Let me now indicate how to define $\varphi$ to get the desired cohomology ring, see Baues' book on 4-dimensional complexes.
Recall that $\pi_3(\vee_rS^2)\cong\Gamma(\mathbb{Z}^r)$. Here $\Gamma$ is Whitehead's functor, defined for any abelian group $A$ by the existence of a universal quadratic map $\gamma\colon A\rightarrow\Gamma(A)$ (not a homomorphism), i.e. a map such that $\gamma(a)=\gamma(-a)$ and the cross effect map $A\times A\rightarrow \Gamma(A)\colon (a,b)\mapsto (a|b)=\gamma(a+b)-\gamma(a)-\gamma(b)$ is bilinear. The isomorphism $\pi_3(\vee_rS^2)\cong\Gamma(\mathbb{Z}^r)$ is defined by the map $\mathbb{Z}^r\cong \pi_2(\vee_rS^2)\rightarrow \pi_3(\vee_rS^2)\colon f\mapsto f\eta$ given by pre-composition with the Hopf map $\eta\colon S^3\rightarrow S^2$, which is universal with those properties.
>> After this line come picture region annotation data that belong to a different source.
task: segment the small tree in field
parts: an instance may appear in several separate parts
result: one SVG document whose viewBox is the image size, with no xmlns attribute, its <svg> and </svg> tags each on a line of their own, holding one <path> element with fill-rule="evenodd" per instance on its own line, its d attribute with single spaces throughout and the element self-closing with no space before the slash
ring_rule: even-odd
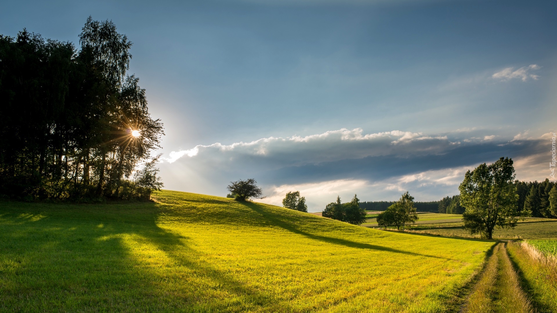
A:
<svg viewBox="0 0 557 313">
<path fill-rule="evenodd" d="M 240 179 L 236 182 L 231 182 L 227 187 L 231 195 L 234 195 L 234 198 L 240 201 L 246 201 L 250 198 L 263 199 L 261 197 L 263 190 L 257 187 L 257 182 L 253 178 L 248 178 L 245 180 Z"/>
<path fill-rule="evenodd" d="M 343 204 L 340 202 L 340 197 L 337 196 L 336 202 L 331 202 L 325 206 L 321 216 L 338 221 L 344 221 L 345 212 L 344 212 L 344 207 L 343 206 Z"/>
<path fill-rule="evenodd" d="M 512 160 L 501 158 L 492 164 L 480 164 L 468 170 L 458 187 L 464 228 L 471 234 L 480 233 L 492 238 L 496 227 L 514 228 L 518 217 L 530 213 L 525 208 L 517 212 L 519 195 L 513 183 L 515 168 Z"/>
<path fill-rule="evenodd" d="M 282 206 L 285 208 L 297 210 L 302 212 L 307 212 L 306 198 L 300 196 L 300 192 L 289 192 L 282 199 Z"/>
<path fill-rule="evenodd" d="M 406 225 L 418 221 L 416 208 L 414 207 L 414 197 L 408 192 L 402 194 L 398 201 L 387 208 L 385 212 L 377 216 L 377 224 L 380 227 L 395 226 L 404 229 Z"/>
<path fill-rule="evenodd" d="M 360 199 L 355 194 L 350 203 L 344 204 L 345 222 L 354 225 L 361 225 L 365 222 L 367 216 L 365 210 L 360 207 Z"/>
</svg>

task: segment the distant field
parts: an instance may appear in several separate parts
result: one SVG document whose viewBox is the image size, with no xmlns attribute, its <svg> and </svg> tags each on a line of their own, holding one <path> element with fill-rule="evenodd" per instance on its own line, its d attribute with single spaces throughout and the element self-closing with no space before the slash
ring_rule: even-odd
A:
<svg viewBox="0 0 557 313">
<path fill-rule="evenodd" d="M 464 229 L 461 215 L 418 212 L 418 216 L 419 219 L 411 227 L 411 229 L 449 237 L 479 237 L 479 235 L 471 236 Z M 368 218 L 362 226 L 378 226 L 374 217 Z M 493 236 L 500 239 L 557 239 L 557 219 L 526 218 L 525 221 L 520 221 L 514 229 L 496 229 Z"/>
<path fill-rule="evenodd" d="M 262 203 L 0 202 L 0 311 L 444 312 L 492 241 Z"/>
</svg>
The group $\Gamma(\mathbb{Z}^r)$ is free abelian of rank $\binom{r+1}{2}$. If $\{e_1,\dots,e_r\}\subset \mathbb{Z}^r$ is a basis, then $\{\gamma(e_1),\dots,\gamma(e_r)\}\cup\{(e_i|e_j) \,;\, 1\leq i < j \leq r\}\subset \Gamma(\mathbb{Z}^r)$ is a basis.
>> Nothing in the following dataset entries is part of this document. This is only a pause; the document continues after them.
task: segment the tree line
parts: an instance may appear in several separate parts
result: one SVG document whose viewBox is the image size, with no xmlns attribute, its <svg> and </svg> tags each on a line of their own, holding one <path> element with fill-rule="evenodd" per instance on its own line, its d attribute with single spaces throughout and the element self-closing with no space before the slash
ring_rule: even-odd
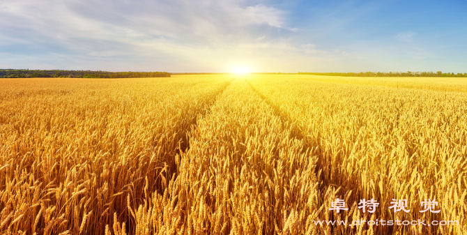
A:
<svg viewBox="0 0 467 235">
<path fill-rule="evenodd" d="M 467 77 L 467 73 L 434 72 L 360 72 L 360 73 L 298 73 L 299 75 L 313 75 L 342 77 Z"/>
<path fill-rule="evenodd" d="M 170 77 L 167 72 L 107 72 L 91 70 L 45 70 L 0 69 L 0 77 L 81 77 L 81 78 L 130 78 Z"/>
</svg>

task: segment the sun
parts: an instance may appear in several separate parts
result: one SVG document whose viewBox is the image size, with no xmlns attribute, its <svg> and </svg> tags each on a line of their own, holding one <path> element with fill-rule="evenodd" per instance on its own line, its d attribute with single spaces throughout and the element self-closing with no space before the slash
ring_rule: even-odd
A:
<svg viewBox="0 0 467 235">
<path fill-rule="evenodd" d="M 245 66 L 235 67 L 232 70 L 232 73 L 236 73 L 238 75 L 244 75 L 244 74 L 249 73 L 250 72 L 250 69 L 247 67 L 245 67 Z"/>
</svg>

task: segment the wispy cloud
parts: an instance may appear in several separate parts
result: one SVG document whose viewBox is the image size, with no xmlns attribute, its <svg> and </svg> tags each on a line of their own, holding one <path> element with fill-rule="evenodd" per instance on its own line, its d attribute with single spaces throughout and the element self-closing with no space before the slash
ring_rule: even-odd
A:
<svg viewBox="0 0 467 235">
<path fill-rule="evenodd" d="M 192 54 L 204 53 L 200 50 L 206 53 L 234 49 L 257 38 L 263 39 L 265 36 L 255 35 L 252 29 L 268 28 L 288 29 L 284 12 L 264 1 L 0 3 L 0 53 L 16 55 L 54 53 L 129 56 L 129 59 L 133 55 L 154 61 L 163 55 L 183 61 L 191 59 Z"/>
<path fill-rule="evenodd" d="M 403 32 L 397 33 L 397 35 L 396 36 L 396 39 L 403 42 L 409 43 L 413 40 L 413 36 L 415 36 L 415 33 L 412 31 Z"/>
</svg>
There is a natural homomorphism $\tau\colon \Gamma(A)\rightarrow A\otimes A$ defined by the quadratic map $A\rightarrow A\otimes A\colon a\mapsto a\otimes a$. If $A=\mathbb{Z}^r$ then $\tau(\gamma(e_i))=e_i\otimes e_i$ and $\tau(e_i|e_j)=e_i\otimes e_j+e_j\otimes e_i$. 
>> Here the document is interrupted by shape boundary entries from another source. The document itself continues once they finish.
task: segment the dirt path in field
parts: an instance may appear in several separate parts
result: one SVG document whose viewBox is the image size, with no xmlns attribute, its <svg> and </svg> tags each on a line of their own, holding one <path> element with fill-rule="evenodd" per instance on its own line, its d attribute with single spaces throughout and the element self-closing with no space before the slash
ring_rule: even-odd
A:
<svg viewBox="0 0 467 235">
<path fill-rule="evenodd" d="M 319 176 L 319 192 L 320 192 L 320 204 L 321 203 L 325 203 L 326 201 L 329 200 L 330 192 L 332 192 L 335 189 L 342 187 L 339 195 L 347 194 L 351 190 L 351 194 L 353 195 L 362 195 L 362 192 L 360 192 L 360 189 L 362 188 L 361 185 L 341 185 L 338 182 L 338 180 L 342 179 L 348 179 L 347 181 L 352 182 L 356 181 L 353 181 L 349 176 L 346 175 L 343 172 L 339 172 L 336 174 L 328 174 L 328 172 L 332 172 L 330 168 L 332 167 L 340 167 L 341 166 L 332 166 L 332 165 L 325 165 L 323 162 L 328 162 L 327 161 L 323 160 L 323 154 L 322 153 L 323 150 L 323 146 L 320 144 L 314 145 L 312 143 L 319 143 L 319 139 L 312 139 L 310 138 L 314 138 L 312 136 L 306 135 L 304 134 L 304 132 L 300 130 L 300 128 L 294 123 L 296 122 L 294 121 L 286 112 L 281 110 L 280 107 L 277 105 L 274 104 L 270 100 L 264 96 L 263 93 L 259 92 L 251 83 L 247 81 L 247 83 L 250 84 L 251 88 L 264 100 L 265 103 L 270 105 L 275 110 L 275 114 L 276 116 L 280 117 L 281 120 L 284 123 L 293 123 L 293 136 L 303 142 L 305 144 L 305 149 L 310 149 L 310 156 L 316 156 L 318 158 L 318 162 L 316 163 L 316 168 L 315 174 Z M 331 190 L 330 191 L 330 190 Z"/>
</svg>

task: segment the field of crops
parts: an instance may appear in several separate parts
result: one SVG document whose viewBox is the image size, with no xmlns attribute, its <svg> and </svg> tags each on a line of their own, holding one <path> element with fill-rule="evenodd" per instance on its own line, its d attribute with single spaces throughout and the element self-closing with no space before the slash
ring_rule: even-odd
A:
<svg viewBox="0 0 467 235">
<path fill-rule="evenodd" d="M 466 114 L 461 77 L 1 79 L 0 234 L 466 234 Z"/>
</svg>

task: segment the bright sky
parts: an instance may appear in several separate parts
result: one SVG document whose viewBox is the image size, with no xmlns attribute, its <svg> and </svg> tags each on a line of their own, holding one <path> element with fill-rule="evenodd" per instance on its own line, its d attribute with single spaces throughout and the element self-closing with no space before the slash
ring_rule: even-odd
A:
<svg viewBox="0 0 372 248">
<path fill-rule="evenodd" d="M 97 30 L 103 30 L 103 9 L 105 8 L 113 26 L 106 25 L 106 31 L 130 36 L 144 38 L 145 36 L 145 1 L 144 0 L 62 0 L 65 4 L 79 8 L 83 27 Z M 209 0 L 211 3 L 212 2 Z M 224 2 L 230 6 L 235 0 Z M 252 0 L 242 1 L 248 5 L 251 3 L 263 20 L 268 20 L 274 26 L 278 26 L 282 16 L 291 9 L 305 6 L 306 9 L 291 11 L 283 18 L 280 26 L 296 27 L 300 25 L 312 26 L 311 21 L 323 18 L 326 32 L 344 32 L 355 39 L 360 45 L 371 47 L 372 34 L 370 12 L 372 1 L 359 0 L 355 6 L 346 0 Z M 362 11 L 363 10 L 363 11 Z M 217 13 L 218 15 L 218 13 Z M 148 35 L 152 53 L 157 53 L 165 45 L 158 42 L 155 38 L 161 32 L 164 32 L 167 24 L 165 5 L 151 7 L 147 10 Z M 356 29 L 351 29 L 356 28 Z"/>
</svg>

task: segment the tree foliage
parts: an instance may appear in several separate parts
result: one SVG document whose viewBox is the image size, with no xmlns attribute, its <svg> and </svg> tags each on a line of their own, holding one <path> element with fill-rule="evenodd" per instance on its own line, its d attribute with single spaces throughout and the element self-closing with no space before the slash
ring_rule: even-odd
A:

A homotopy class $\varphi\colon\vee_s S^3\rightarrow\vee_rS^2$ is essentially the same as a homomorphism $f=\pi_3(\varphi)\colon \mathbb{Z}^s\rightarrow \Gamma(\mathbb{Z}^r)$. The cohomology of the mapping cone $X$ is obviously $H^0(X)\cong\mathbb{Z}$, $H^2(X)\cong\mathbb{Z}^r$, $H^4(X)\cong\mathbb{Z}^s$, and zero otherwise. The cup-product $H^2(X)\otimes H^2(X)\rightarrow H^4(X)$ turns out to be the $\mathbb{Z}$-linear dual of $\tau f\colon \mathbb{Z}^s\rightarrow \Gamma(\mathbb{Z}^r)\rightarrow \mathbb{Z}^r\otimes \mathbb{Z}^r$. Hence, if $\{e_1,\dots,e_r\}\subset \mathbb{Z}^r$ and $\{\bar e_1,\dots, \bar e_s\}\subset\mathbb{Z}^s$ are the canonical bases, given by the inclusions of the factors of the wedges, it is enough to define $f$, and hence $\varphi$, as $f(\bar e_k)=\sum_{i=1}^r  \beta_{ii}^k\gamma(e_i)+\sum_{1\leq i<k \leq r}\beta_{ij}^k(e_i|e_j)$.